Hi, I'm Noah's Dad and I'm passionate about giving the world a window into our life as we raise our son who was born with Down syndrome. I also enjoy connecting with other families, so let's stay connected.


  1. It’s no different than the signs for a deaf child in the area. We had this sign on my street growing up. While I do understand how it might make some people uncomfortable, that’s the point!

    A street sign is to alert people out of their comfort zone.

    For example, a road is a road until you see a sign saying it is a one-way street or an Interstate. You are suddenly out of your comfort zone. As a result, you tune in your alert senses.

    I often can’t hear a car or truck coming until they are right next to me. Even with hearing aids on. I do not have a way to gauge the distance of a sound traveling to me (if it is far away or very close).

    As for an autistic child in the area, seeing that sign tells me, okay, someone has a human condition that I need to alert my senses to. I may not hear the autistic child scream at me but I can keep my eyes open for the autistic child. I may not know exactly what autism is but I know it is a human condition I have to take into consideration with my actions.

    As for who put that deaf child in the area sign on my street, I have no clue. Everyone in my neighborhood knew about me and always slowed down if they saw me on the street. They have seen me get a little spooked as they drive by because my attention is focused somewhere beside sound.

    But strangers will see the sign and disregard it as they speed past me without any regards to whether I am that deaf child or not.
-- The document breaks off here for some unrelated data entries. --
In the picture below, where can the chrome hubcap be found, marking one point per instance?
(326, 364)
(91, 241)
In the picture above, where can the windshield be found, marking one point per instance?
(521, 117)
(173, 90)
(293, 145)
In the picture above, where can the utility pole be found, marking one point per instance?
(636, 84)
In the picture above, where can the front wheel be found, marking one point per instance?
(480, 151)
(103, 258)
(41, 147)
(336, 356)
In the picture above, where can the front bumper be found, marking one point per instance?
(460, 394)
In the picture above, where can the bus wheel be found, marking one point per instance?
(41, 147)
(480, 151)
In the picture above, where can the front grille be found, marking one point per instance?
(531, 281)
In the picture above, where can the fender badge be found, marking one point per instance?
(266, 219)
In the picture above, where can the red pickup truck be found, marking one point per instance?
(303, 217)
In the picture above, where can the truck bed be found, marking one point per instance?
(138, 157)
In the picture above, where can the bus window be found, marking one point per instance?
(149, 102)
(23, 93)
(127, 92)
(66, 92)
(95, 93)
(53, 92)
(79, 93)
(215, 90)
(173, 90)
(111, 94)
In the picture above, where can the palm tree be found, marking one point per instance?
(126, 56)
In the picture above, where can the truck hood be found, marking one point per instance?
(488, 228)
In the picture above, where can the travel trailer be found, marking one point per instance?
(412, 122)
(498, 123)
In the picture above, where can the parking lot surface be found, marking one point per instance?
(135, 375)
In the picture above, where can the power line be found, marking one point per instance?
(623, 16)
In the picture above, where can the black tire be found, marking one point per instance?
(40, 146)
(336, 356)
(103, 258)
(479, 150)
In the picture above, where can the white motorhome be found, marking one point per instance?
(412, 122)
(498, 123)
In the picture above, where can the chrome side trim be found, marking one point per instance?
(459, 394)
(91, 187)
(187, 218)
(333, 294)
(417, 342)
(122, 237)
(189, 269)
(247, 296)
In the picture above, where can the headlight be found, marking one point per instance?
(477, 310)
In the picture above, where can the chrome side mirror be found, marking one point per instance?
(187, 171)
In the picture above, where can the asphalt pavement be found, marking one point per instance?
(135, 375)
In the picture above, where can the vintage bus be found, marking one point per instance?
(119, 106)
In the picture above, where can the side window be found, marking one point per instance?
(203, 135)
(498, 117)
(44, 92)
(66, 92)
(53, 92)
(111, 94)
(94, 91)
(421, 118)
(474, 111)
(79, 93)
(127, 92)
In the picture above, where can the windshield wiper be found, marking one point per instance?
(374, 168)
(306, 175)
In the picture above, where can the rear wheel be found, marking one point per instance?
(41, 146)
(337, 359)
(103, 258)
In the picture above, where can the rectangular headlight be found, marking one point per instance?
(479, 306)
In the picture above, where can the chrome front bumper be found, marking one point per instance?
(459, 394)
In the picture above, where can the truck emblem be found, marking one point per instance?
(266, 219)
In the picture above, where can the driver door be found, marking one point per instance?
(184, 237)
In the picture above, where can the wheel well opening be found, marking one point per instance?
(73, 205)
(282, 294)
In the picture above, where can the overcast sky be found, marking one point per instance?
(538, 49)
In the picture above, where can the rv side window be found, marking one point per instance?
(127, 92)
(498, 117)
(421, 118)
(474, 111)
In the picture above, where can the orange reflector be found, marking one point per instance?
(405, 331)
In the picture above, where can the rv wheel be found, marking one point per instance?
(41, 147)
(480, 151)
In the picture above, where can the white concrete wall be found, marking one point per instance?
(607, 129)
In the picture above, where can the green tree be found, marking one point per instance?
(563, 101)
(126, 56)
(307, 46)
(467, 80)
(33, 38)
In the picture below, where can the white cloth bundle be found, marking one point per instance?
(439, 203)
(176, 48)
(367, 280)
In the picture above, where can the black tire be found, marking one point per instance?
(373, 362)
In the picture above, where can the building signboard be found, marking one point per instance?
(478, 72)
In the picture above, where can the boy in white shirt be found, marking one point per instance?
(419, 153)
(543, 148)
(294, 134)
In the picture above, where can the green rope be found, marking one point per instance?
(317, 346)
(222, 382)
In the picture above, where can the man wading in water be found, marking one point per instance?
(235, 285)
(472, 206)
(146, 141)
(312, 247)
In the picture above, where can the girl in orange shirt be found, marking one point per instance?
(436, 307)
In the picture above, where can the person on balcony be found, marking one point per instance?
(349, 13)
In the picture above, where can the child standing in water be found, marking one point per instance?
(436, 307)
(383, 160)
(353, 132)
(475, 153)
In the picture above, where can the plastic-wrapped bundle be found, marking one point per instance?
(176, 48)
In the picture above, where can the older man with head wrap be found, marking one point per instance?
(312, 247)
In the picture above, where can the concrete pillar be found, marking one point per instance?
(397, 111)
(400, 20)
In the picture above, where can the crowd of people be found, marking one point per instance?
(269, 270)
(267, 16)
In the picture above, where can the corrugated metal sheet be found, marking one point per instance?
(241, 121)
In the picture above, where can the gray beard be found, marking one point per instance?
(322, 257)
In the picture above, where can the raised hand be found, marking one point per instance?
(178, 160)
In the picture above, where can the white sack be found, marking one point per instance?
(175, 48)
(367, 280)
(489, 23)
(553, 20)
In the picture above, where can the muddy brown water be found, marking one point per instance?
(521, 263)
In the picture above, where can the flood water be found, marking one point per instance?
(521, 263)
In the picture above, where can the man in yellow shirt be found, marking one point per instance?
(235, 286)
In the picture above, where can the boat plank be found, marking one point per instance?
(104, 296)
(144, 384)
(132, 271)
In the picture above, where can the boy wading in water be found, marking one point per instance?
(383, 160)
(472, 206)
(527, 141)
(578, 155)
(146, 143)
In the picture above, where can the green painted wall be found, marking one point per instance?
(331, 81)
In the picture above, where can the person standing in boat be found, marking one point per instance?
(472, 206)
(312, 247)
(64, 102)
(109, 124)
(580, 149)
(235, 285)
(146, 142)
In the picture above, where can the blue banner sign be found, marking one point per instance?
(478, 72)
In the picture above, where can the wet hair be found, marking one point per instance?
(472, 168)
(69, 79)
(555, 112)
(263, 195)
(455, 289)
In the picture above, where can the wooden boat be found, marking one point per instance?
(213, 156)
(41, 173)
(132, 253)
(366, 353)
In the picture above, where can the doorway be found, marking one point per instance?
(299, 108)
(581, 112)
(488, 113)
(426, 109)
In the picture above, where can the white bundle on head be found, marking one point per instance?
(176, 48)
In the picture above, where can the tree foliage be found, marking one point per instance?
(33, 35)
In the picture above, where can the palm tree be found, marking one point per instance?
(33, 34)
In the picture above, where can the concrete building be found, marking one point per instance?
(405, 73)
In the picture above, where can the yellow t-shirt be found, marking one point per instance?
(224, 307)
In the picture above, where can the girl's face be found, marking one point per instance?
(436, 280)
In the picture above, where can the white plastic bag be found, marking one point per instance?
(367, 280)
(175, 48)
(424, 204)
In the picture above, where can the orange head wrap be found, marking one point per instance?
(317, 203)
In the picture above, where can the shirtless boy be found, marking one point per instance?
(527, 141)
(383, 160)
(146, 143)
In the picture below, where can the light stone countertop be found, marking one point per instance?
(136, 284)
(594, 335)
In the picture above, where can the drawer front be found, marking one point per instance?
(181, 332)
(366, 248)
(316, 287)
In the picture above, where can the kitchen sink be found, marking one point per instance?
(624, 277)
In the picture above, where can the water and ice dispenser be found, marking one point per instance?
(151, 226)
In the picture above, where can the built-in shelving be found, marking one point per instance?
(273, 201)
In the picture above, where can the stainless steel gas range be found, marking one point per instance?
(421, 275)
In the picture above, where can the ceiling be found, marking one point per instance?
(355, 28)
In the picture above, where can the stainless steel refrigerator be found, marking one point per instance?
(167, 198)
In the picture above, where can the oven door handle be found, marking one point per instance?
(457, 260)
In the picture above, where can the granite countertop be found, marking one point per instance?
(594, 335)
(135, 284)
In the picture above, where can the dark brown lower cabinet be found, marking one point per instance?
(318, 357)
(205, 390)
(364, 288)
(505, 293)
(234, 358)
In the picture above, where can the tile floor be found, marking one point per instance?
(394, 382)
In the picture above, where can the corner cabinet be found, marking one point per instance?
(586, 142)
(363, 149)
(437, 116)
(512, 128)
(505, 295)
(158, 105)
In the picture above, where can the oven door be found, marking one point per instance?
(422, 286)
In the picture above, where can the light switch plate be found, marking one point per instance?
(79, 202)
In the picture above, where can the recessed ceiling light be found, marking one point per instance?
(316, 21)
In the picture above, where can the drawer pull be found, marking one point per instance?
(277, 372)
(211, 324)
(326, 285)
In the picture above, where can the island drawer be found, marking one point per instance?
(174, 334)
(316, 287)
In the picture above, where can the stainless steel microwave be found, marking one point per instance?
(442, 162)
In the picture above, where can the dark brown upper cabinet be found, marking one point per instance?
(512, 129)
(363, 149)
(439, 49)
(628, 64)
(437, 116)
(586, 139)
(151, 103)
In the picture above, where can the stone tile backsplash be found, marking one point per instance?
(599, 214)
Many a time I have made a turn while walking or riding my bike only to notice at the very last possible second a car zipping by.

    And more often than not, those drivers pass by with plenty of room to spare so I can safely stop myself or “freeze”. But not always, especially when there are cars in both direction passing each other by in the same spot I am.

    Now I am a grown man. I may not be a parent but I am an uncle to two nephews as well as an honorary uncle to many kids. And I still see drivers disregarding signs like these.

    Not just with kids anymore, but even people in wheelchairs or scooters, and grown adults with human conditoins. I say if the community cares enough to put such signs on the streets, more power to their voice.